Tout le monde à la fois crie :
— Pourquoi ?
— D’abord pour nous dérouiller les jambes. Ensuite, vous comprendrez.
En arrivant à la porte de la cure, surprise ! Bernard et Jean en sortent.
Les deux petits groupes, dont les mouvements n’ont rien de précisément calme, se heurtent presque et s’immobilisent nez à nez, pour se crier mutuellement, avec de grands rires : Que diable faites-vous là ?
Bernard et Jean, qui viennent de terminer la monture d’un arc de triomphe, font demi-tour ; et l’on rentre tous ensemble dans le jardin, où le bon vieux pasteur récite son chapelet fort tranquillement.
— Monsieur le Curé, dit Yvon, nous avons besoin de vous. Depuis deux jours, j’essaye d’expliquer la liturgie de la Messe à la petite jeunesse. Nous voici arrivés au Canon, mais là, voyez-vous, je voudrais vous passer la parole. Vous trouverez mieux que moi les mots qui conviennent, j’en suis sûr.
— Il faudra pourtant t’y mettre le jour où ton Évêque te donnera un poste, mais enfin, passe pour aujourd’hui. Venez tous sous la tonnelle ; il y fait bon.
Comme Bernard et Jean s’y installent, leur vieil ami les interpelle :
— Vous aussi… à votre âge ?
— Qui sait si nous n’en avons pas plus besoin que ces petits ? répond Bernard en regardant Pierrot et Nono, dont les physionomies reflètent deux petites âmes délicieuses.
— Alors, va pour tout l’auditoire.
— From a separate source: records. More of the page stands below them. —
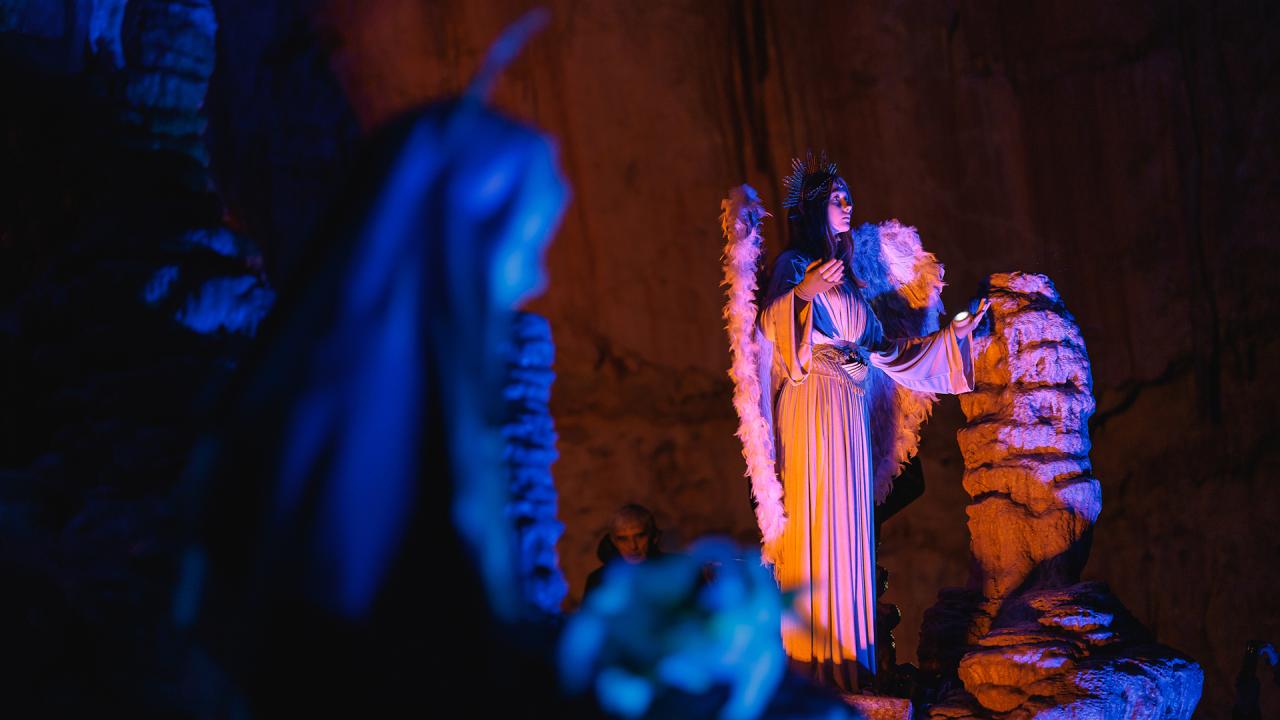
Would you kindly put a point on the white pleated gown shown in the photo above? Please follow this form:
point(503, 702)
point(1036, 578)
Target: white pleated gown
point(827, 554)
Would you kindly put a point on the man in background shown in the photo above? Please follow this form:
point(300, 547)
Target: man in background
point(632, 537)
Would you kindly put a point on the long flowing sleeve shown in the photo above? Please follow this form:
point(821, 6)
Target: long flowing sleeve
point(935, 363)
point(787, 320)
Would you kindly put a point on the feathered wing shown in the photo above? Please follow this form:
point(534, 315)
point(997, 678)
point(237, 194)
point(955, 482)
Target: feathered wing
point(904, 288)
point(741, 214)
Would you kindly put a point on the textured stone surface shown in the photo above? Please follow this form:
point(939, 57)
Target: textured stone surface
point(530, 437)
point(872, 707)
point(1036, 642)
point(1027, 445)
point(1077, 652)
point(1125, 149)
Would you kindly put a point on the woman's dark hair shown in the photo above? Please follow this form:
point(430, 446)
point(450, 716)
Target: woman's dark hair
point(810, 231)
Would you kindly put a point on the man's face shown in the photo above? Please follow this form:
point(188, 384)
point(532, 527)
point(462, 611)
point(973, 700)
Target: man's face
point(632, 540)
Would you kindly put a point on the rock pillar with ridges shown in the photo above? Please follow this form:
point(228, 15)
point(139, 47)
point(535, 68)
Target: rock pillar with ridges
point(1027, 443)
point(530, 437)
point(1028, 638)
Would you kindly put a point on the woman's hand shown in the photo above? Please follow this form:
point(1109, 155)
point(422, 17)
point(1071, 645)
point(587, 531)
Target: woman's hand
point(819, 278)
point(964, 326)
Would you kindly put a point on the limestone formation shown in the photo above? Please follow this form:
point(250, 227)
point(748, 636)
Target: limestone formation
point(168, 60)
point(1037, 642)
point(530, 437)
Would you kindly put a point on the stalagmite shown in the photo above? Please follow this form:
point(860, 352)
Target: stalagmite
point(1029, 639)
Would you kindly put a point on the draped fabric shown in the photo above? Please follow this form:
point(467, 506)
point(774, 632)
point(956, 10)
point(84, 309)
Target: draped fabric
point(823, 352)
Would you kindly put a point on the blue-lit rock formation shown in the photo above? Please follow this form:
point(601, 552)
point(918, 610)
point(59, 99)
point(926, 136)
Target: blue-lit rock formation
point(530, 434)
point(1028, 638)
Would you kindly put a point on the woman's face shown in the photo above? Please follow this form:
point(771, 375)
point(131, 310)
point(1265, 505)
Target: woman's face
point(840, 208)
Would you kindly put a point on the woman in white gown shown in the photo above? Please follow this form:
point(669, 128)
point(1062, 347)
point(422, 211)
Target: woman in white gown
point(826, 338)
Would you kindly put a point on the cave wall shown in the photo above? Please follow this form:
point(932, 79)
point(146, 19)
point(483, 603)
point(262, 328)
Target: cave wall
point(1125, 150)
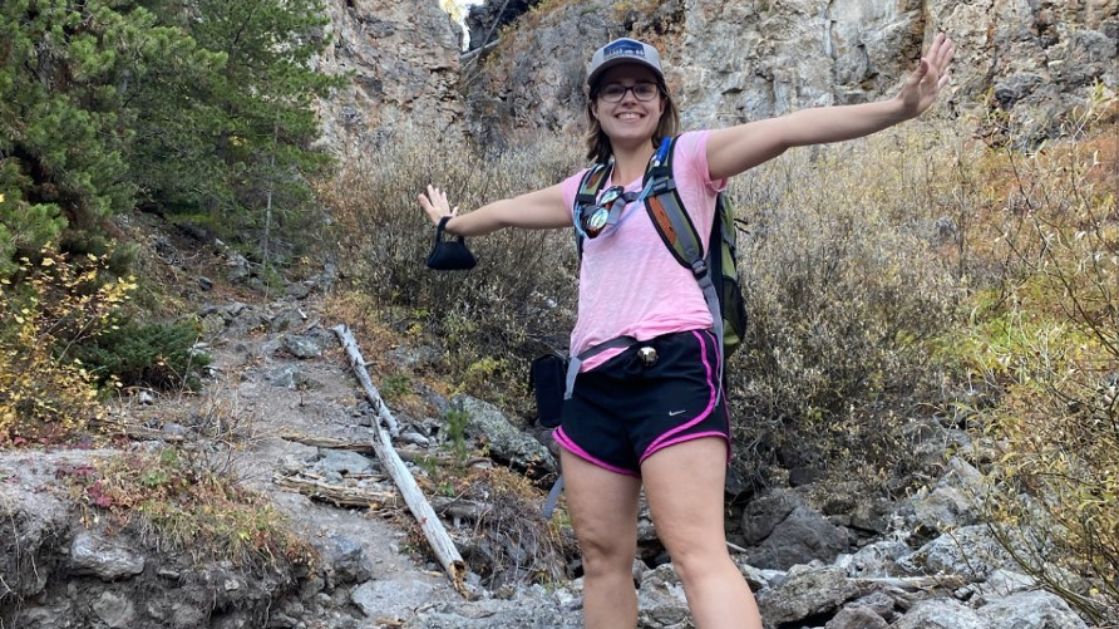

Tu disais, Yvon, que vous aviez étudié les premières parties de la Messe ?
— Oui, jusqu’à la Préface.
— Eh bien ! Jean, toi qui es si excellent enfant de chœur, dis-nous un peu ce que tu penses du dialogue qui précède cette Préface. Je ne t’apprends pas qu’il commence par les derniers mots de la Secrète que le prêtre prononce tout haut : « Dans tous les siècles des siècles… »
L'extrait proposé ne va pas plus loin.